Ransomware is the name for malware that once installed on a computer, often unwittingly through clicking on links in spear phishing emails, encrypts and locks all of the victim’s data. The cybercriminal then threatens to destroy the data unless a bounty is paid. Last year we experienced two massive ransomware attacks against millions of computers around the world. These were the infamous WannaCry and Peta ransomware attacks. Earlier this year the city government of Atlanta becoming a victim of ransomware when some of its systems were frozen using the infamous SamSam family of malware that has been used successfully against a number of companies and municipalities. In its 2018 Verizon Data Breach Report, Verizon, which gathered data from 65 organizations in 65 countries, found that ransomware, which was only the 22nd most common malware in 2014, is now the number one most common malware used by cybercriminals.
A few days ago the Justice Department unsealed indictments against two Iranians operating from Iran, charging them with SamSam Ransomware attacks against more than 200 targets since 2015 including the attack against the City of Atlanta. Their victims included numerous hospitals, municipalities and public institutions. The two Iranians extorted more than 6 million dollars in Bitcoin ransom payments and caused losses to their victims exceeding 30 million dollars.
While companies and government agencies are often the targets of ransomware, individuals are also targeted by this malware, as well. In fact, according to a report by the security firm Malwarebytes, ransomware attacks against consumers increased by 90% in 2017 from the previous year.
Often ransomware attacks as well as most other types of malware attacks are spread through phishing emails that lure unsuspecting people into clicking on malware infected links or downloading attachments tainted with malware. As I am constantly reminding you, never click on links or download attachments until you have confirmed that they are legitimate.
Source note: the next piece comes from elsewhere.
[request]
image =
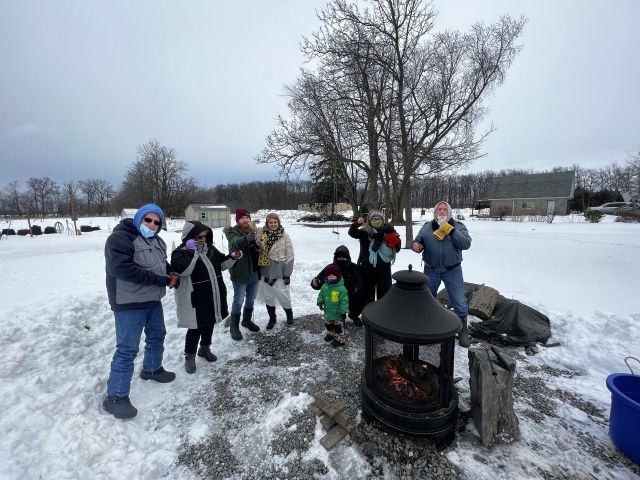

You also should update all of your electronic devices with the latest security updates and patches as soon as they become available, preferably automatically. Many past ransomware attacks exploited vulnerabilities for which patches had already been issued. However, even if you have the most up to date security software on your computer and phone, it will not protect you from the latest zero day defect malware which is malware that exploits previously undiscovered vulnerabilities.
As for protecting yourself specifically from ransomware, you should regularly back up all of your data on at least two different platforms, such as in the Cloud and on a portable hard drive.